NEWS

PM offers more cuts and handouts with polls in mind

PM offers more cuts and handouts with polls in mind

Prime Minister Alexis Tsipras on Wednesday announced a planned reduction to the highly unpopular ENFIA property tax, insisting that he is implementing the “positive” measures announced at the Thessaloniki International Fair (TIF) in September.

Speaking in Parliament, Tsipras said the property tax cut will offer relief to 90 percent of taxpayers. “Of the 5.8 million who own property impacted by ENFIA, 5.5 million will see a reduction,” he said.

Tsipras’s reference to lower and medium-sized properties was seen as an opening to the country’s middle class, which has borne the brunt of the country’s protracted financial crisis.

He also announced a so-called social dividend of some 710 million euros, which the government aims to disburse on December 14, in what critics see as part of a concerted handouts campaign aimed at luring back voters who have drifted away from the government.

According to senior government officials, the dividend will concern between 1.3 and 1.4 million households.

Tsipras also took a swipe at New Democracy leader Kyriakos Mitstotakis, who was absent from on Wednesday’s proceedings, saying that the conservative leader felt “awkward” due to his government’s positive measures.

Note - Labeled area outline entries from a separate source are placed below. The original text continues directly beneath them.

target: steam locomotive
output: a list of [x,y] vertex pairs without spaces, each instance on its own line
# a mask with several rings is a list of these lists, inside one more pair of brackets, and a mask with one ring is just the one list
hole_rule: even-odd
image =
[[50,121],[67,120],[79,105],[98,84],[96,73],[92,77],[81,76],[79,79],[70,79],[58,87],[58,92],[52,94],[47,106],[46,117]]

For his part, at event later on Wednesday, Mitsotakis said that ND will indeed vote for the benefits that the government is pushing but noted that “benefits are not enough.”

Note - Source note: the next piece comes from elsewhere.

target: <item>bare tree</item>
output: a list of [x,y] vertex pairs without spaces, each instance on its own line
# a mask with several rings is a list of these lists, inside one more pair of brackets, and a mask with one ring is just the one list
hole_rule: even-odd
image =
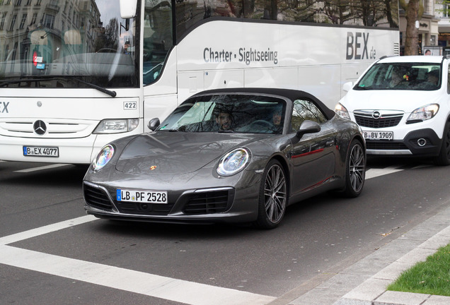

He accused the leftist-led government of taking “10 [euros from the Greeks] and giving them back one.” He added that despite the government’s triumphant words, the economy remains depressed, investments are down and wages are falling.

He said the government has embarked on a “benefits game” that will make society “dependent and impoverished.” 

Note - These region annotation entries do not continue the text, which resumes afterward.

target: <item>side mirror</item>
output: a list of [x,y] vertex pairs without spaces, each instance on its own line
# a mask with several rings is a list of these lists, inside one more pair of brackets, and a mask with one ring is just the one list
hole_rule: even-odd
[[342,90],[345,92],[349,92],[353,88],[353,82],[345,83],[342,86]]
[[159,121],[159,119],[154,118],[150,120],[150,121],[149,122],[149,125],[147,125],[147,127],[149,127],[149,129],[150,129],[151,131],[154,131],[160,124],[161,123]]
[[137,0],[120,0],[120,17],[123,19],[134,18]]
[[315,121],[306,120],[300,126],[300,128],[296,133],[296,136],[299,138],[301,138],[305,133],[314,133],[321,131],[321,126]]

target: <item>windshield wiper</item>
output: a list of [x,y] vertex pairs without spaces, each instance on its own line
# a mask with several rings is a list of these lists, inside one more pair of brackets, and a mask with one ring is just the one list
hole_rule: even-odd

Meanwhile, Wednesday’s debate in Parliament over the revision of the Greek Constitution was marred by acrimony due to the government’s decision to call for retroactive judicial investigations into corruption cases involving ministers going back 20 years.

SYRIZA lawmaker and Alternate Foreign Minister Giorgos Katrougalos proposed that an addition should be made to Article 86 of the constitution concerning the prosecution of government members.

“It will allow justice to probe cases, essentially beginning in 2000 until today, of scandals that implicate ministers,” he told Parliament.

ND MPs accused him of seeking to challenge the statute of limitations in Article 86.